The plugin also supports BQL queries through `rledger`. BQL requires the `rledger` executable even when the ledger was opened through Python Beancount.

## Backend requirements

TablePro does not bundle a Beancount parser. It discovers backends in this order:

1. `rledger` from `TABLEPRO_RUSTLEDGER_BINARY`, `PATH`, or standard Homebrew locations.
2. Python Beancount from `TABLEPRO_BEANCOUNT_PYTHON`, `PATH`, or standard Python locations.

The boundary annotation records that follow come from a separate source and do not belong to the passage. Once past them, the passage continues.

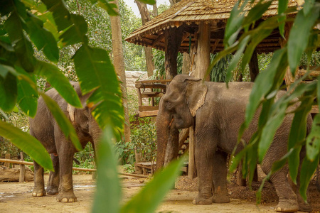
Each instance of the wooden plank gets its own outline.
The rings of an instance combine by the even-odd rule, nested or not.
[[[171,79],[169,80],[144,80],[144,81],[136,81],[137,82],[141,82],[141,83],[168,83],[171,82],[172,81]]]
[[[10,160],[10,158],[11,158],[10,154],[5,154],[4,158]],[[4,163],[4,165],[5,167],[10,168],[10,163],[6,162],[6,163]]]
[[[141,118],[149,116],[156,116],[158,114],[158,110],[138,111],[139,116]]]
[[[138,106],[139,111],[154,111],[159,109],[159,106]]]
[[[306,73],[306,70],[298,70],[298,73],[297,75],[299,77],[302,77],[302,76],[304,75],[304,74]],[[307,79],[315,79],[318,76],[320,75],[320,71],[318,70],[311,70],[311,72],[308,75],[308,77],[306,77]]]
[[[201,23],[199,24],[199,36],[197,50],[193,63],[194,76],[203,79],[208,67],[210,65],[210,24]],[[210,75],[207,75],[205,81],[210,81]]]
[[[181,149],[182,146],[184,143],[184,141],[188,138],[189,136],[189,129],[183,129],[179,133],[179,150]]]
[[[144,88],[153,88],[153,89],[166,89],[166,85],[162,84],[156,84],[156,83],[141,83],[141,82],[137,82],[135,83],[134,86],[136,88],[139,89],[144,89]]]
[[[23,164],[23,165],[33,165],[33,162],[21,161],[21,160],[9,160],[9,159],[0,158],[0,162],[6,162],[6,163],[16,163],[16,164]],[[75,167],[73,167],[73,170],[78,170],[78,171],[85,171],[85,172],[95,172],[95,171],[97,171],[96,169],[75,168]],[[118,173],[118,174],[121,175],[132,176],[132,177],[142,178],[148,178],[147,176],[144,176],[144,175],[134,175],[134,174],[127,174],[127,173]]]
[[[143,92],[141,94],[141,97],[142,98],[151,98],[151,97],[161,97],[164,96],[164,93],[162,92]]]
[[[23,161],[23,153],[20,152],[20,160]],[[24,182],[26,175],[26,166],[23,164],[20,164],[20,175],[19,182]]]
[[[141,97],[141,91],[140,89],[137,89],[137,93],[138,94],[138,104],[139,106],[142,105],[142,97]]]
[[[313,105],[310,112],[311,113],[319,113],[319,106]]]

Other Beancount-compatible parsers are not discovered unless they expose one of these supported interfaces.

To verify `rledger`:

```bash theme={null}
rledger --version
```

To verify Python Beancount:

```bash theme={null}
python3 -c "import beancount"
```

If TablePro cannot find a supported backend, set the executable path before launching the app:

```bash theme={null}
launchctl setenv TABLEPRO_RUSTLEDGER_BINARY /opt/homebrew/bin/rledger
launchctl setenv TABLEPRO_BEANCOUNT_PYTHON /opt/homebrew/bin/python3
```

To force a backend:

```bash theme={null}
launchctl setenv TABLEPRO_BEANCOUNT_BACKEND python
```

## Connecting to a Beancount ledger

<Steps>
  <Step title="Create a new connection">
    Open TablePro and click **New Connection** or press <kbd>⌘N</kbd>.
  </Step>

  <Step title="Select Beancount">
    Choose **Beancount** from the database type list.
  </Step>

  <Step title="Choose your ledger file">
    Click **Browse** and select a `.beancount` file.
  </Step>

  <Step title="Connect">
    Click **Connect** to open the ledger.
  </Step>
</Steps>

## Connection URL

```text theme={null}
beancount:///path/to/main.beancount
```

See [Connection URL Reference](/databases/connection-urls) for all parameters.

## Tables

| Table                | Contents                                                                                     |
| -------------------- | -------------------------------------------------------------------------------------------- |
| `transactions`       | Transaction date, flag, payee, and narration                                                 |
| `postings`           | Posting account, amount, commodity, and resolved cost basis (`cost_number`, `cost_currency`) |
| `accounts`           | Opened accounts and declared currencies                                                      |
| `prices`             | Price directives                                                                             |
| `balances`           | Computed account balances by commodity                                                       |
| `balance_assertions` | Beancount balance directives                                                                 |
| `source_files`       | Parsed ledger and include files                                                              |

Amounts are read straight from `rledger`, so thousands separators, arithmetic, cost (`{}`), and price (`@`/`@@`) annotations are resolved to their booked values.

## Includes

The parser follows Beancount `include` directives. Literal includes and glob patterns such as `include "imports/*.beancount"` and `include "imports/**/*.beancount"` are supported.

## BQL

Prefix a query with `BQL:` to run it through your configured `rledger` executable:

```sql theme={null}
BQL: SELECT account FROM accounts ORDER BY account
```

Table browsing, row counts, and pagination work for BQL results. BQL queries do not support SQL parameters.

## Limitations

* Beancount connections are read-only.
* Schema editing, imports, SSH, SSL, and database switching are not available for ledgers.
* The SQL projection covers common ledger directives; unsupported directives remain available in the original source files.